The Girls Of Penthouse Presents Lingerie Days 3... May 2026

Released at the peak of the “video seduction” era, Lingerie Days 3 wasn’t really about plot. Let’s be honest—no one was renting this from the back room of a video store for the dialogue. It was about mood, texture, and the art of the reveal. Directed with a music-video sheen by the late Nicholas "Nick" Orleans, the film is less a movie and more a 72-minute fever dream of satin, lace, and soft-focus lighting.

In the sprawling, sun-drenched landscape of late-1990s and early-2000s direct-to-video softcore, few titles carried the weight of brand recognition quite like Penthouse . While Playboy focused on the “girl next door” with a literary veneer, Penthouse leaned into a bolder, glossier, and more cinematic fantasy. And at the heart of that VHS renaissance was the series The Girls of Penthouse Presents... The Girls Of Penthouse Presents Lingerie Days 3...

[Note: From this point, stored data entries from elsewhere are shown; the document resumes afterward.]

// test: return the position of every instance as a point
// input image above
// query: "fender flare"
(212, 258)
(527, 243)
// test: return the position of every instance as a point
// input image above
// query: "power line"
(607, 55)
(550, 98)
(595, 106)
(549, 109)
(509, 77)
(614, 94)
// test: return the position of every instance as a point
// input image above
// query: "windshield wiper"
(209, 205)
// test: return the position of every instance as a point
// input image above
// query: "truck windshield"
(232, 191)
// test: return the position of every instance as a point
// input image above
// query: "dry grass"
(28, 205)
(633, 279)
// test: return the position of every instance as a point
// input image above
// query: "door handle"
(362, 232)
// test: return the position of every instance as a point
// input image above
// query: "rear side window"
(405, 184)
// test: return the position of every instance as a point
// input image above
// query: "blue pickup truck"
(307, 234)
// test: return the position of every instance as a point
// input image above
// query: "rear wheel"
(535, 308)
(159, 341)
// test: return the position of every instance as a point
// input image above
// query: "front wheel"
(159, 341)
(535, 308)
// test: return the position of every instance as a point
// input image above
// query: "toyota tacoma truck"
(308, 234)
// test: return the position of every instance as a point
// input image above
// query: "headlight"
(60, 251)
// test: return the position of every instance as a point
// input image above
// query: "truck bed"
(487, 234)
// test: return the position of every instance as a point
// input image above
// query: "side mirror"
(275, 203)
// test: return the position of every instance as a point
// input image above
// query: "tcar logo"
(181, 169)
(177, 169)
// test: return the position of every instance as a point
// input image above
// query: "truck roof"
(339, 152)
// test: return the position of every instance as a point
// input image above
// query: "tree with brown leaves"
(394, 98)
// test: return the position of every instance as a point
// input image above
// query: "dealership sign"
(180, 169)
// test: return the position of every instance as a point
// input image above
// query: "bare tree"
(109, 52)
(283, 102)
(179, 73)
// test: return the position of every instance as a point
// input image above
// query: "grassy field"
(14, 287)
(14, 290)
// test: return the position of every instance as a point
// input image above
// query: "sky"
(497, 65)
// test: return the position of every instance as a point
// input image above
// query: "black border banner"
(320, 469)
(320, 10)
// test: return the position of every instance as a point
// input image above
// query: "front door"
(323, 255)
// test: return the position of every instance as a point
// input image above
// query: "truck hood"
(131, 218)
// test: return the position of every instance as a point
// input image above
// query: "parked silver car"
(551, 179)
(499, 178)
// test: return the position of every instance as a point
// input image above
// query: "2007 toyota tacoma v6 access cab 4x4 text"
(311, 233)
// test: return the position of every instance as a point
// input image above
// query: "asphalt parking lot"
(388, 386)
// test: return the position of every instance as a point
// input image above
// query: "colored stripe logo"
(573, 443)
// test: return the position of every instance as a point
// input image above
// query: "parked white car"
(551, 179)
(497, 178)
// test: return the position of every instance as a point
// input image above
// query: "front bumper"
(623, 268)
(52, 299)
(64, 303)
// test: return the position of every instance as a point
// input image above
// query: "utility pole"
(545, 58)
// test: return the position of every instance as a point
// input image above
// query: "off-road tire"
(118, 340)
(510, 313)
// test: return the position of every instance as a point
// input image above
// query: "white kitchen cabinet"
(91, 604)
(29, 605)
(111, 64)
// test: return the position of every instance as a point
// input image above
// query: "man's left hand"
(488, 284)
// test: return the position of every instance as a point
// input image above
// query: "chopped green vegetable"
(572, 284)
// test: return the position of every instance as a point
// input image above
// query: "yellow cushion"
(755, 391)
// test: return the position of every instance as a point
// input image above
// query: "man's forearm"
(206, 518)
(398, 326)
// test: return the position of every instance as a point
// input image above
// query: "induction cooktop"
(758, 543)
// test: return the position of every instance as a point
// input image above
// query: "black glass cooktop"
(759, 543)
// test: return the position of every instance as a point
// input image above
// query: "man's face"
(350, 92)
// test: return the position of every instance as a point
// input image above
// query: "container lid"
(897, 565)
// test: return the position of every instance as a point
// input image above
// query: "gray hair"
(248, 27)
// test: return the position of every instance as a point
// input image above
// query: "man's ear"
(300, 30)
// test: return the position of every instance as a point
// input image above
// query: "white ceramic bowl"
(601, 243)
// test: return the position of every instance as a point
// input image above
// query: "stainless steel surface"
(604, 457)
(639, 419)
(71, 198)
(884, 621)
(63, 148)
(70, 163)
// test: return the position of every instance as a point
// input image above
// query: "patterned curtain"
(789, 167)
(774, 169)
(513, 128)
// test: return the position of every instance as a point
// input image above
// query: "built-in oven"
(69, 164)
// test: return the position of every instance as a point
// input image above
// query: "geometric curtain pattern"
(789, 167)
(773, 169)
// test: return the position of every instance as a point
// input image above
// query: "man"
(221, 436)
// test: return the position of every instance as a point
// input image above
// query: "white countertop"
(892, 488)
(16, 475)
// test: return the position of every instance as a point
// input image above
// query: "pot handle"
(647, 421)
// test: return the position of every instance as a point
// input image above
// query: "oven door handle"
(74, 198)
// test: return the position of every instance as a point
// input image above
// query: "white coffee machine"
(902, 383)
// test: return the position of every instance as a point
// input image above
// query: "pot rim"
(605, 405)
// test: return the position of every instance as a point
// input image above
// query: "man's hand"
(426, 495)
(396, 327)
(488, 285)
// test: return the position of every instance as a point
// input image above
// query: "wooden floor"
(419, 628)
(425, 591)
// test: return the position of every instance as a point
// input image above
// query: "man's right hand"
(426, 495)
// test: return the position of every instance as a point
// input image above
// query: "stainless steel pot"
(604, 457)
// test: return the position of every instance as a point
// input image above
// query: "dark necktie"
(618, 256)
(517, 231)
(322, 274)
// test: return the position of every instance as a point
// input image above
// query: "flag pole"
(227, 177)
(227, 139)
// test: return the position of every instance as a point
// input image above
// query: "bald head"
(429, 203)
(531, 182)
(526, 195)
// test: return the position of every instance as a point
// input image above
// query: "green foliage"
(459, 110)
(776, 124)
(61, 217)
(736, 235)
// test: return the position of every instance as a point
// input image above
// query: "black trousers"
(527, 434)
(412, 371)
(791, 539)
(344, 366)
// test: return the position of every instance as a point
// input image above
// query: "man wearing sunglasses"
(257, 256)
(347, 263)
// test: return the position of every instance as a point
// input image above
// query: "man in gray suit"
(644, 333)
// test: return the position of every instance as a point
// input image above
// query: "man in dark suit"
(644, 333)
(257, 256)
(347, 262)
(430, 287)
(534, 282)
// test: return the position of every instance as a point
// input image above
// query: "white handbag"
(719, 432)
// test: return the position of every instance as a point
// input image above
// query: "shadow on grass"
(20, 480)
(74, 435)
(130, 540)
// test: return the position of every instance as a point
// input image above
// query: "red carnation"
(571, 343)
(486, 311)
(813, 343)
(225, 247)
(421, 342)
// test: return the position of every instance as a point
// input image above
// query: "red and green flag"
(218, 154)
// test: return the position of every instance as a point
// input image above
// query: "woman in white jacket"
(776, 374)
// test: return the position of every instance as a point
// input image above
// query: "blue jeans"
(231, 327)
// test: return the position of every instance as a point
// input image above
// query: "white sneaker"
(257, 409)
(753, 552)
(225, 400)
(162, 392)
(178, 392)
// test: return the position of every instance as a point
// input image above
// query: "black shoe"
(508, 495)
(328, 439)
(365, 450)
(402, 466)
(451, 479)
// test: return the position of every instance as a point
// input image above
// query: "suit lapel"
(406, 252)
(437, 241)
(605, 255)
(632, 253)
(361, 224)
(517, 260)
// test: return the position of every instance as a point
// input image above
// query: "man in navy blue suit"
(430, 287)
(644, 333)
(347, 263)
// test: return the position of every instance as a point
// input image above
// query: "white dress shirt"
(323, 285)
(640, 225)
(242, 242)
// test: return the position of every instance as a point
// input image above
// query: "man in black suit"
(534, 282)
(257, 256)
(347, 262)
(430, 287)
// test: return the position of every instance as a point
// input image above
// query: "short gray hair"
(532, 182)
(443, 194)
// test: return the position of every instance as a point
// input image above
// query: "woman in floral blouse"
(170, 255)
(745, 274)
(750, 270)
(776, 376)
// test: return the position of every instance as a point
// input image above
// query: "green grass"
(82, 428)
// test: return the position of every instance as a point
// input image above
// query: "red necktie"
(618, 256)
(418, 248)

While critics at the time dismissed it as “glorified wallpaper,” The Girls of Penthouse Presents Lingerie Days 3 has found a second life on boutique Blu-ray and niche streaming services like Full Moon's “Sinema” channel. It’s often double-featured with early Zalman King films like Red Shoe Diaries . Released at the peak of the “video seduction”

For the uninitiated, Lingerie Days 3 follows a loosely threaded narrative involving a high-end boutique, a mysterious shipment of French lingerie, and a series of "interviews" conducted by a deadpan narrator (voiced by a B-movie actor clearly reading from a cue card). The "girls" of the title—a rotating cast of Penthouse Pets from 1998 to 2001—aren't asked to act so much as inhabit a space. Directed with a music-video sheen by the late

We see models like (Penthouse Pet of the Year runner-up, 2000) and Tasha Reign (in one of her earliest credited roles) as they pose, stretch, and recline on white leather couches, silk sheets, and—memorably—a bearskin rug in front of a roaring fake fireplace.

For fans of retro erotica and vintage fashion, Lingerie Days 3 is a forgotten gem. For everyone else? It’s a reminder that sometimes, what you don’t see is far more powerful than what you do. Have a memory of this title or the Penthouse video era? Share your nostalgia in the comments (keep it classy).